Student Journalists on Reporting Florida Shooting

by Catherine Douglas Moran

Parkland, Fla. students talk about being both crime survivors and reporters at the Newseum.

Margaret Brennan with students Emma Dowd, Christy Ma, Nikhita Nookala, Rebecca Schneid and Kevin Trejos (Photo by Catherine Douglas Moran.)

On the eve of a nationwide protest against gun violence, Marjory Stoneman Douglas High School student journalists shared their reporting experiences from the Feb. 14 shooting that claimed 17 lives. The student journalists are in town to cover the March 24 March For Our Lives, an event on the National Mall organized by shooting survivors calling for increased gun control and school safety measures.

Student journalists Emma Dowd, Christy Ma, Nikhita Nookala, Rebecca Schneid and Kevin Trejos from The Eagle Eye, the Marjory Stoneman’s school paper, recounted handling the shooting as both survivors and journalists. Margaret Brennan, moderator of CBS News’ “Face the Nation” and a CBS News senior foreign correspondent, led the discussion at the Newseum. Brennan asked the students about whether they plan to be activists or journalists at the March For Our Lives. Schneid said that her participation will be both. “Nobody wants this to happen again,” she said, adding that a manifesto – representing the views of the paper – lists suggested policy changes. Those demands do not reflect all of the views of people at the school, Trejos said. “It can’t be said Marjory Stoneman Douglas agrees to one thing,” he said.

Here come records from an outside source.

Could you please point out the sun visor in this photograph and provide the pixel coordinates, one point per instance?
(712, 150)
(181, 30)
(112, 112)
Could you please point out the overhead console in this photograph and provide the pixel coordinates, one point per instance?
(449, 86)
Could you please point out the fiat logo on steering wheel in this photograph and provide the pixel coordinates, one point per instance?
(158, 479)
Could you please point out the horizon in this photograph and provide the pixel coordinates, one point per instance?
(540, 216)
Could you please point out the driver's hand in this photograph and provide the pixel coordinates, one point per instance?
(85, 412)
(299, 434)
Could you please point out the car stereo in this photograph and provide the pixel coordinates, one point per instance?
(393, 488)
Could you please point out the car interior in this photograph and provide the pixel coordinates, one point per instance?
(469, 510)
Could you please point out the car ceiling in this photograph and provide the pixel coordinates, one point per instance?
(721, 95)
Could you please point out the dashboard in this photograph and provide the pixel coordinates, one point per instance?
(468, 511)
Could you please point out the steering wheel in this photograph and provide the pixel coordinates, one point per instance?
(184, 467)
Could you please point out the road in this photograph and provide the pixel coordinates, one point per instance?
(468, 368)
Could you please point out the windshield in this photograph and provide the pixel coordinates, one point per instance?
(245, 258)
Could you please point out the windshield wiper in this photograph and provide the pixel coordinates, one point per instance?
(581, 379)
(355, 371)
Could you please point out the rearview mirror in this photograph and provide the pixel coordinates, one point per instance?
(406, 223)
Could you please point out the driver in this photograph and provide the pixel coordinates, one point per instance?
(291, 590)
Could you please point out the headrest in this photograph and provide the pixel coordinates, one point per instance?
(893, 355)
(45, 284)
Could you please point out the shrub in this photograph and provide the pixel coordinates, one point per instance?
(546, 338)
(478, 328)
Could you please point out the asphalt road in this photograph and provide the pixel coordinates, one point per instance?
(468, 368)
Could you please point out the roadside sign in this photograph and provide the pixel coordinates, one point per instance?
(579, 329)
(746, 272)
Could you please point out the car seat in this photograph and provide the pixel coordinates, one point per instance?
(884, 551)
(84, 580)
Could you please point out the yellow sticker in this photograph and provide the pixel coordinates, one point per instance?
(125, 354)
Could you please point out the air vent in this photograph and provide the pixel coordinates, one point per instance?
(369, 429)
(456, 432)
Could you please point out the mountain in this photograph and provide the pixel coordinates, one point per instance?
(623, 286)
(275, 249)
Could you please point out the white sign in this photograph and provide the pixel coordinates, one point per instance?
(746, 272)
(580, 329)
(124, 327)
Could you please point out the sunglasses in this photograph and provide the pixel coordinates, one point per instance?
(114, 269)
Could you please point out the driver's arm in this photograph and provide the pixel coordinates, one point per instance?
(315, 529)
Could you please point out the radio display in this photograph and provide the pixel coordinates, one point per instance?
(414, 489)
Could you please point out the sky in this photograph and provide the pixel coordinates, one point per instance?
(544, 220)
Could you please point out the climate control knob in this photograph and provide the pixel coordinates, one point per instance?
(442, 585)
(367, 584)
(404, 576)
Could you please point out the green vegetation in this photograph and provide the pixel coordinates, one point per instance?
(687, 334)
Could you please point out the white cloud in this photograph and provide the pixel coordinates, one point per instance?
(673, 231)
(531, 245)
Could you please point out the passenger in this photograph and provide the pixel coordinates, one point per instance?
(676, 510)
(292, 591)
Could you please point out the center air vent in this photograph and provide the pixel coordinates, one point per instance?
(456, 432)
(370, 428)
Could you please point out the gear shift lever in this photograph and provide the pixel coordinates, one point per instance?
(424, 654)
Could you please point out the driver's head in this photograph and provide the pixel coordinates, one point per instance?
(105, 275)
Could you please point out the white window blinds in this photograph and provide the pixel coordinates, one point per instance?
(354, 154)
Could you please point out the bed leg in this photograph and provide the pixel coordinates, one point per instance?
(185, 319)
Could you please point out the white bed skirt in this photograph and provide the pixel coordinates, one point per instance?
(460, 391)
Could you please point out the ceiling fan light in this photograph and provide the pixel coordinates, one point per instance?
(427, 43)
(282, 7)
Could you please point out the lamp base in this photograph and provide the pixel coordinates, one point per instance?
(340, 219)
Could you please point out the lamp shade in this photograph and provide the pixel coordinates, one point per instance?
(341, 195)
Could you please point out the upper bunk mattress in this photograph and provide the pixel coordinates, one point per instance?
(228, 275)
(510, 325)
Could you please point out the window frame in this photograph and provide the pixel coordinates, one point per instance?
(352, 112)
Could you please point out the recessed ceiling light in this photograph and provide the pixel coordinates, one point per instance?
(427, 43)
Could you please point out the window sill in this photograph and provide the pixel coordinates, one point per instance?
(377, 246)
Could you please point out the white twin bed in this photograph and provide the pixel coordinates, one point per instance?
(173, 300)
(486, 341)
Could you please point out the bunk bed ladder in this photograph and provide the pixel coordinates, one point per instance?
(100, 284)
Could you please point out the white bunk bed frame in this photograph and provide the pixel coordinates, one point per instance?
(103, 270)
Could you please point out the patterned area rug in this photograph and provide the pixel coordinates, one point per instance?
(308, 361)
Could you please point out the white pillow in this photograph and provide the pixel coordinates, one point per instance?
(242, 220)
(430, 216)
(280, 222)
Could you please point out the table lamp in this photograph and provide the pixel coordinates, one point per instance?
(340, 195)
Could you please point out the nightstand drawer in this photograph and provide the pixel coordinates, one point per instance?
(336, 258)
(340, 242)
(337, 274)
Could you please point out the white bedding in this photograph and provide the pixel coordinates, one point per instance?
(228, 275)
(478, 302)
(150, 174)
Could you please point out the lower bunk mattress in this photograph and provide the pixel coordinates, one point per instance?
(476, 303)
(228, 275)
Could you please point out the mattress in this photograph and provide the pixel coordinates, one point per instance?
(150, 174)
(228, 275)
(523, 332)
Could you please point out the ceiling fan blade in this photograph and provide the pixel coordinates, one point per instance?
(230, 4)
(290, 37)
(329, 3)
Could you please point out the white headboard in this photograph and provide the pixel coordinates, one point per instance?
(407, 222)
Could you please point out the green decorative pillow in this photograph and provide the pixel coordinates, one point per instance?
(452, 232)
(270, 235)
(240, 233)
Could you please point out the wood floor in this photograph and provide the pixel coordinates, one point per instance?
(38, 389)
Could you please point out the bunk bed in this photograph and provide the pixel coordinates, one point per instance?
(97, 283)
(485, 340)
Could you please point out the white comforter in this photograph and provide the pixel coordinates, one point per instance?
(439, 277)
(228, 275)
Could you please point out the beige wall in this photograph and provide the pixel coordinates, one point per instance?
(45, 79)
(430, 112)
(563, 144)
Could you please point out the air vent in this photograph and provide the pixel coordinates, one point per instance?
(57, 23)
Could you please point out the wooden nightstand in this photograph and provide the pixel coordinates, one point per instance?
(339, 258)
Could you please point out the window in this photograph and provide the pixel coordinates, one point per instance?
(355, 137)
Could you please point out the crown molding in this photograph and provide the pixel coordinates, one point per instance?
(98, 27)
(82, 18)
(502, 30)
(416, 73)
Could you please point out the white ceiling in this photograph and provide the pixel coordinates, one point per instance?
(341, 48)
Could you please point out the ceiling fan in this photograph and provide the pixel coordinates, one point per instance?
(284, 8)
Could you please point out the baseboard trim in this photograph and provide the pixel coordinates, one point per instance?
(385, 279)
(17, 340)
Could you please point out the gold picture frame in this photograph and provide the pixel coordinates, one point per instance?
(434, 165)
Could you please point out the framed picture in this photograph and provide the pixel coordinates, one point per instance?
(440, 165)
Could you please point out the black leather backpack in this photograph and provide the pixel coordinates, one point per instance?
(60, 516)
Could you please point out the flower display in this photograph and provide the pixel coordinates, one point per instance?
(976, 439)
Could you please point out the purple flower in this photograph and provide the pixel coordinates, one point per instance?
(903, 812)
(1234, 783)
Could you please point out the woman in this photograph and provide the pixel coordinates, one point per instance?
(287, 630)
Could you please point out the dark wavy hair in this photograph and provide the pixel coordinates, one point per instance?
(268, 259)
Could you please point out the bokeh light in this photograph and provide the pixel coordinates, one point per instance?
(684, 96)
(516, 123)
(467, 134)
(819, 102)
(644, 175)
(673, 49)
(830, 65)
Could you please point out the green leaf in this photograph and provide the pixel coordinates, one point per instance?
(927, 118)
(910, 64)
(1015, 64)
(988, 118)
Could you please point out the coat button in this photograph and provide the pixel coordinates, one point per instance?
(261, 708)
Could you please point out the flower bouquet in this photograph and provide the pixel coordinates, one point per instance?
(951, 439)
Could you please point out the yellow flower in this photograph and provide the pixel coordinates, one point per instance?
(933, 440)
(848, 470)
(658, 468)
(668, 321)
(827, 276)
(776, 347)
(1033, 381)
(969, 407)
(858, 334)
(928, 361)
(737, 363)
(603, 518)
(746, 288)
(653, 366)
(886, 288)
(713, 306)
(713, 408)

Dowd said that she wasn’t ready emotionally to report on the tragedy and that The Eagle Eye staff allowed her time to grieve as a survivor. Dowd said she hid in the photo closet during the shooting, which happened during one of the school periods when the paper meets. “I wasn’t able to distance myself from the tragedy,” Dowd said.

Ma said she snapped quickly into reporting mode. “I knew this would have to get published eventually,” she said. “I didn’t think about it right away.” The victims, though, are more than just the number “17.” She said that the school paper has the resources and liberty to accurately portray what happened, while other media outlets have made mistakes with spellings of names and depictions of students. “That just angers me – stuff like that,” she said.

Nookala jumped in to say that one student reporter marked up inaccuracies in a story by another publication and sent it to the reporter.  She added that reporting was therapeutic and helped her acknowledge the new reality that the Parkland shooting was worse than the Columbine High School massacre in 1999 that killed 12 students and one teacher.

The latest issue of the paper, which comes out quarterly, serves as a memorial to all 17 students who died. Schneid said that other journalists don’t know the school and its students like the student journalists do. The paper wrote obituaries that are more than facts about the lives lost; they showed what made each individual special, she said. “It’s our job as journalists of their school to tell their stories for them,” she said.

The students said that they collectively agreed to not name the shooter, who was a student at the school. They also decided not to publish his photo to ensure that the attention stays on the victims. While people respond to news coverage about tragedies differently, the students said that they consumed news to grasp what happened. “Doing anything felt wrong, so I just watched the news,” Schneid said.

With the press spotlight on the high school and upcoming march, Nookala said she would like to see the media coverage focus more on the activism than survivors, who are trying to go to back to their daily school routines. As for thoughts on the march as a potentially historic moment, Trejos said the impact hasn’t registered with him yet. “For me, it’s like my friends decided to start a march, and there will be tons of people there,” he said. “That’s where I’m at.”

The March For Our Lives in D.C. starts at noon on Pennsylvania Avenue on March 24.